Crystallization and structure determination

All enzyme crystals were grown using the hanging drop approach, where both CTX-M-14 and CTX-M-27 protein stocks used were at 20 mg/ml. Equal parts well solution of 1 M potassium phosphate pH 7.9 were mixed with protein and incubated at 20°C. Complex structures were generated by soaking 5–10 mM ligand concentrations with protein crystals for 6–12 hours in 1 M potassium phosphate pH 7.9 or 1.44 M sodium citrate prior to cryoprotecting with 30% (wt/vol) sucrose supplemented crystal mother liquor. Crystal diffraction data sets were collected at the beamlines 22-ID, 22-BM, and 19-BM at Argonne National Lab Advanced Photon Source (APS). The data sets were indexed, integrated and scaled using the program HKL2000. Initial models were obtained via molecular replacement with the program Phaser in the Phenix suite. Refinement was carried out using phenix.refine, and ligand restraint files were generated with the program elBOW. The mF_o-DF_c and 2mF_o-DF_c maps were generated with the program phenix.mtz2map program for all structures. PDB codes for deposited structures are provided below.
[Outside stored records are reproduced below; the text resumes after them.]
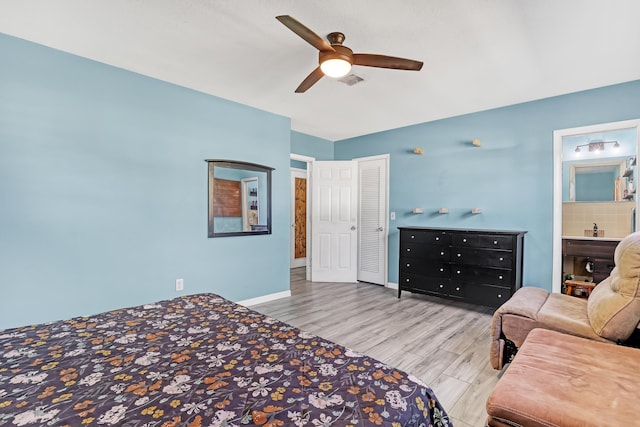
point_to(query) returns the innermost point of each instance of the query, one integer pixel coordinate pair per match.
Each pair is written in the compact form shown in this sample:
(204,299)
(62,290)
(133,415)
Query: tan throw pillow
(614,305)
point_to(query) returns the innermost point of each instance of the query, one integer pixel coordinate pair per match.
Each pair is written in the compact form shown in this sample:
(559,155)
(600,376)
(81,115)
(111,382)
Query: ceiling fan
(335,59)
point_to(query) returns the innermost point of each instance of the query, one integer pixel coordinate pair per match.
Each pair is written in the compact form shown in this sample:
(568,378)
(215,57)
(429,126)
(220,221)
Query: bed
(198,360)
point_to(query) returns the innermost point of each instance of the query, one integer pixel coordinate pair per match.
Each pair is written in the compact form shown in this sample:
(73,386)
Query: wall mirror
(239,198)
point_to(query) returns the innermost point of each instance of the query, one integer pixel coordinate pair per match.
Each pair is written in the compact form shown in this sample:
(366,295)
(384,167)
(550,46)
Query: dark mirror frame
(233,164)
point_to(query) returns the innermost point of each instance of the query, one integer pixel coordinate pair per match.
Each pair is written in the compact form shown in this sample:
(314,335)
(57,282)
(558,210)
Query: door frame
(387,159)
(308,160)
(556,279)
(297,173)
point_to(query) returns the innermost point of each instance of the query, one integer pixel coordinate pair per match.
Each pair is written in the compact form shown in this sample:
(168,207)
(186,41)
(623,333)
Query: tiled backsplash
(613,218)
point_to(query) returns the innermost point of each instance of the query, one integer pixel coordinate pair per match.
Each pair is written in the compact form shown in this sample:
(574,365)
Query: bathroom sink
(589,233)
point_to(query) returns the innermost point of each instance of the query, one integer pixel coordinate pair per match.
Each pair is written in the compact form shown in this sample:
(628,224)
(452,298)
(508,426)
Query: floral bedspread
(198,360)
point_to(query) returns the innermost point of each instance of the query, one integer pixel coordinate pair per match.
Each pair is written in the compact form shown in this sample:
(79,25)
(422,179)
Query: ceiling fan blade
(383,61)
(311,79)
(300,29)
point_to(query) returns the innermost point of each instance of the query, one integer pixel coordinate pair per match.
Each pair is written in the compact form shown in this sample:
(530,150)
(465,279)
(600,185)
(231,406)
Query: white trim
(265,298)
(301,158)
(556,279)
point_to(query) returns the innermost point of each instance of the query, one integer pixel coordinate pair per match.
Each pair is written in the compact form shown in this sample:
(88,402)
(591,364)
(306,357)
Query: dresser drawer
(432,269)
(481,257)
(482,241)
(425,252)
(477,266)
(489,296)
(481,276)
(456,290)
(424,283)
(433,237)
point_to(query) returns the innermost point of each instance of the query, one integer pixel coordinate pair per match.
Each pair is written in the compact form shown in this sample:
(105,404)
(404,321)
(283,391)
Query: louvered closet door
(372,240)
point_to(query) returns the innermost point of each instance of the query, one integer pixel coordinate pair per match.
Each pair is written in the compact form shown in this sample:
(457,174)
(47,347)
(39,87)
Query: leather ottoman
(562,380)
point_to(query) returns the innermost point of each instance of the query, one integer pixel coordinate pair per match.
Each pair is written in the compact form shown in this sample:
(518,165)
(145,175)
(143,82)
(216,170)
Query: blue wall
(103,189)
(312,146)
(510,177)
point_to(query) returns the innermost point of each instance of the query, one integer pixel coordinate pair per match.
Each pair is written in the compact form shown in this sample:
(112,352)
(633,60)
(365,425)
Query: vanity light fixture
(597,147)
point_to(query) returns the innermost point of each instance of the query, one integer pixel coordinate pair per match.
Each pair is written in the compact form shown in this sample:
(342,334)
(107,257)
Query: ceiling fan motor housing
(342,52)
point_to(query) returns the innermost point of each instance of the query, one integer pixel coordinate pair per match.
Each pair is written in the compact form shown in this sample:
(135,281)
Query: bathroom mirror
(239,198)
(580,155)
(599,166)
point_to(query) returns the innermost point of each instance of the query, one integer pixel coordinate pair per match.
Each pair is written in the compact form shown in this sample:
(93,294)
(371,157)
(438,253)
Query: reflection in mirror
(599,183)
(239,198)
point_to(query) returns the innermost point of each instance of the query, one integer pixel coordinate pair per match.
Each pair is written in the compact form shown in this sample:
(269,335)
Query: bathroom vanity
(588,260)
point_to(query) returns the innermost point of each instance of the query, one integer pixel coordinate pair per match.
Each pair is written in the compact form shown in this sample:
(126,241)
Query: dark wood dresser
(482,267)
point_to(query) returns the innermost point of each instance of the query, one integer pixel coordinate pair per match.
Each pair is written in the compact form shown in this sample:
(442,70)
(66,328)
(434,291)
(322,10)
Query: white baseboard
(264,298)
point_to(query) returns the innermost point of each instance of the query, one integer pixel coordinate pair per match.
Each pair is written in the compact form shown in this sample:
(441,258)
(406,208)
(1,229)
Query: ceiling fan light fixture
(335,67)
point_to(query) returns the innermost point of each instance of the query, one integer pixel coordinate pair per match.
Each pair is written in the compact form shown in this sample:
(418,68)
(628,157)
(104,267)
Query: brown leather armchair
(611,314)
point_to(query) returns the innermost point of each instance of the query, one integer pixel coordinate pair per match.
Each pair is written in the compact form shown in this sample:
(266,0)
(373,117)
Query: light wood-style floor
(445,343)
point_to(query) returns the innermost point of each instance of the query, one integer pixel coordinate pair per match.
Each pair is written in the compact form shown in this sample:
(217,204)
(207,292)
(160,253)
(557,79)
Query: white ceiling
(477,54)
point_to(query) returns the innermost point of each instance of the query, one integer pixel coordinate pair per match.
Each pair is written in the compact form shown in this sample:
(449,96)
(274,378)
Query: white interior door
(334,215)
(298,218)
(372,220)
CTX-M-14 with Compound 3: 6OOK

CTX-M-14 with Compound 14: 6OOJ

CTX-M-27 with Compound 14: 6OOH

CTX-M-14 with Compound 20: 6OOF

CTX-M-27 with Compound 20: 6OOE

Dipole calculations

Dipole moments were calculated with Jaguar in Maestro using the corresponding methyl derivatives, as done by Diederich in previous studies. Structures were first optimized using B3LYP/6–31G**, then dipoles were calculated using B3LYP/6–31G** with PBF solvation (10.64 ε). This dielectric was chosen as a surrogate for the local binding environment in CTX-M, which is moderately solvent exposed. Dipoles were also calculated for water (80.37 ε) and CHCl3 (4.806 ε), which had little effect on the magnitude and no effect on the relative rank order of dipole strength (Supplementary Figure 2). Model type also held no effect; M06–2X/6–31G** and B3LYP-D3/6–31G** with PBF solvation (10.64 ε) was the same as B3LYP/6–31G**, and gas phase B3LYP/6–31G** was the same as LMP2/6–31G** (Supplementary Figure 3). These results suggest that the reported dipole magnitude and rank order are accurate.